Hospitals also are under increasing pressure to reduce readmission rates—something everybody involved wants to avoid. Doctors can take advantage of hospitals’ nurse educators and medication reconciliation programs to be sure that patients and families understand how to monitor their conditions and can afford the needed medications; nurses can even check to be sure that all followup appointments have been made and written out before the patient leaves the building. Uninsured patients admitted via the ER may be eligible for county or state outpatient programs, and they can begin the application process from their hospital beds; my hospital’s case managers regularly fax paperwork and help patients arrange interviews from the nursing station.

Doctors, for their part, need to be sure that they have either notified their office that a patient is being discharged or made contact with the primary care provider to update him or her on what happened at the hospital. A smooth handoff between hospital and outpatient care is one of the most effective ways to ensure that the patient does not return to the ER with the same problem that caused the present admission.

Don’t Shoot the Messenger

It’s common to hear complaints from doctors about “hospital meddling”. But keeping length-of-stay records and letting staff physicians know how they rate compared to colleagues with similar practices makes it clear that cost-effective care is possible without impairing quality of care.
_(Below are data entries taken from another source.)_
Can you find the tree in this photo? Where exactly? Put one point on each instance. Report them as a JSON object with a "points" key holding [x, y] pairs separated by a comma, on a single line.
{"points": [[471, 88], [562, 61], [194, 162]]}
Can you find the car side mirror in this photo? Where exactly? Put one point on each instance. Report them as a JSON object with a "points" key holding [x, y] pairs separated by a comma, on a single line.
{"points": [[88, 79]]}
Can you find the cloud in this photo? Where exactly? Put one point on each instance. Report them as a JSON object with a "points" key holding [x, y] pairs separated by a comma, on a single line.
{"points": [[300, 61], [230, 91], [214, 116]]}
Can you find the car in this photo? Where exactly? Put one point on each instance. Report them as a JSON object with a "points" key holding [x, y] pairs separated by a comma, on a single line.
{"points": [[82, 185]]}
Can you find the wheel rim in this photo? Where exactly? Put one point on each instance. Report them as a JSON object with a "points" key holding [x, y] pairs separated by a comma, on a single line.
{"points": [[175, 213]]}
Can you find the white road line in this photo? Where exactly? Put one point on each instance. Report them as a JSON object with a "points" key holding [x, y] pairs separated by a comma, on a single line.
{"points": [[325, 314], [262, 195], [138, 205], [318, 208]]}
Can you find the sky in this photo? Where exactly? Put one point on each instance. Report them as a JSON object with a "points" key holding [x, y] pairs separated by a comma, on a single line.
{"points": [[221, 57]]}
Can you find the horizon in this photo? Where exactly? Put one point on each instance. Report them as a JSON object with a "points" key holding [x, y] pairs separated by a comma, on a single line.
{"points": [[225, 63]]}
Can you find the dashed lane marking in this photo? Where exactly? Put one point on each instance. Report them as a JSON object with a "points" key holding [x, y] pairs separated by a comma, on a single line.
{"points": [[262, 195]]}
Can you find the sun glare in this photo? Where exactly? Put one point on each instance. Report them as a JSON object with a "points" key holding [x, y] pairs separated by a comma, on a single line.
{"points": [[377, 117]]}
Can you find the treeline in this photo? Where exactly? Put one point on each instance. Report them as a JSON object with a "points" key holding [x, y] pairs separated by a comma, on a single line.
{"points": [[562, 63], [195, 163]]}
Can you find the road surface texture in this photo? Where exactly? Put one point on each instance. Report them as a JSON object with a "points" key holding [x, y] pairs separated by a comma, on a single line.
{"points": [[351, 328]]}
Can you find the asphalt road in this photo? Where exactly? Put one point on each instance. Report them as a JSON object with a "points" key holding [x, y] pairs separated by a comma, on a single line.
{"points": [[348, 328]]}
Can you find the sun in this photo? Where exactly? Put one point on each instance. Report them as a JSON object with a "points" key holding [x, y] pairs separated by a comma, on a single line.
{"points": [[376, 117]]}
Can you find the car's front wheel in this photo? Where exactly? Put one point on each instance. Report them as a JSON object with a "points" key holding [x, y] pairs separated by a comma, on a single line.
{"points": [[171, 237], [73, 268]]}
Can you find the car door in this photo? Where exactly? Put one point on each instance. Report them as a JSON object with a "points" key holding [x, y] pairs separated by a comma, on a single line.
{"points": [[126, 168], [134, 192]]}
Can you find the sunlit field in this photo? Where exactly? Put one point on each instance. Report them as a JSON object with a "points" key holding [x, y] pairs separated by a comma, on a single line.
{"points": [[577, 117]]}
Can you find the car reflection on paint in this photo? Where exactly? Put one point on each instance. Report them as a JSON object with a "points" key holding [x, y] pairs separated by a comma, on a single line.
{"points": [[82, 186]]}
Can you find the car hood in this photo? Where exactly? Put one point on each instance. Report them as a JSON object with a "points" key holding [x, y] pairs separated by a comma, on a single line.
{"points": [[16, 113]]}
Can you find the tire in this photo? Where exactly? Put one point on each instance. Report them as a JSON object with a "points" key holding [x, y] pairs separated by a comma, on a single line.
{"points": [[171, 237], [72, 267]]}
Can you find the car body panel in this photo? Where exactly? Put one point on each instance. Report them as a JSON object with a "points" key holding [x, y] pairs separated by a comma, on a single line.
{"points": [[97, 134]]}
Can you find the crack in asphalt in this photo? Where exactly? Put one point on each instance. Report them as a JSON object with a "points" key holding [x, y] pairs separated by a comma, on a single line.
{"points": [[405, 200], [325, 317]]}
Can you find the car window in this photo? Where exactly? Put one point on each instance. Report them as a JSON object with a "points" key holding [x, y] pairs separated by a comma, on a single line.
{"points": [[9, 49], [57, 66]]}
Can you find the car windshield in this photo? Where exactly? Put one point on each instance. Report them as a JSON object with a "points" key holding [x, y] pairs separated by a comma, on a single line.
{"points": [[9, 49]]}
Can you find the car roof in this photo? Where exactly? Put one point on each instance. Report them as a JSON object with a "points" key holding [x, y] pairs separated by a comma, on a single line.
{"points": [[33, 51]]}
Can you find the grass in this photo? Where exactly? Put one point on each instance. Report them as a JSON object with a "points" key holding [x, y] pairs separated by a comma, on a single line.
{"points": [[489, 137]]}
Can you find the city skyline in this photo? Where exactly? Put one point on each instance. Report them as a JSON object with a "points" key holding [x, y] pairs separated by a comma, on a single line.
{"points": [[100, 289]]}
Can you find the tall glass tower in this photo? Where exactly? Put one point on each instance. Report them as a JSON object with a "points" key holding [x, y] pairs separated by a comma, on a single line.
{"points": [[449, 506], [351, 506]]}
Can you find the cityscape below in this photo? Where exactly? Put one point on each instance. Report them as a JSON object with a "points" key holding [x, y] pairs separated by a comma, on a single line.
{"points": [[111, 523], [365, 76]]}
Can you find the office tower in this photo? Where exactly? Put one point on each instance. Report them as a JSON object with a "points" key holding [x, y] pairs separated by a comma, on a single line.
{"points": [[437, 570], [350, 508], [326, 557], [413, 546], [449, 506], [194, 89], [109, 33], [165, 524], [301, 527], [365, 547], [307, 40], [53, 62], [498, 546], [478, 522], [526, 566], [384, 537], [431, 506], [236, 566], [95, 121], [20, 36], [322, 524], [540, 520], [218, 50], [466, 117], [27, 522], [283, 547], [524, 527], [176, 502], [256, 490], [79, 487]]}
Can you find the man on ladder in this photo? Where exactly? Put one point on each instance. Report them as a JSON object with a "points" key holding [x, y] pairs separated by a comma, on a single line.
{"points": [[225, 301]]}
The case manager who suggests a palliative care consult is not trying to take over medical decisions but rather to point out an option the doctor may not have considered. And reviewing patients’ test results to fill out those coding requests may improve both documentation and quality of care.

Hospitals can ease doctors’ adjustments to the changing rules in a number of ways: continuing education classes taught by physicians, mentoring by hospitalists or others more familiar with the current regulatory situation, and tactful reminders posted next to dictation phones.

In the end, underpayment is everybody’s problem. Good communication and communication are survival traits not only for hospitals but for the doctors whose patients depend on them.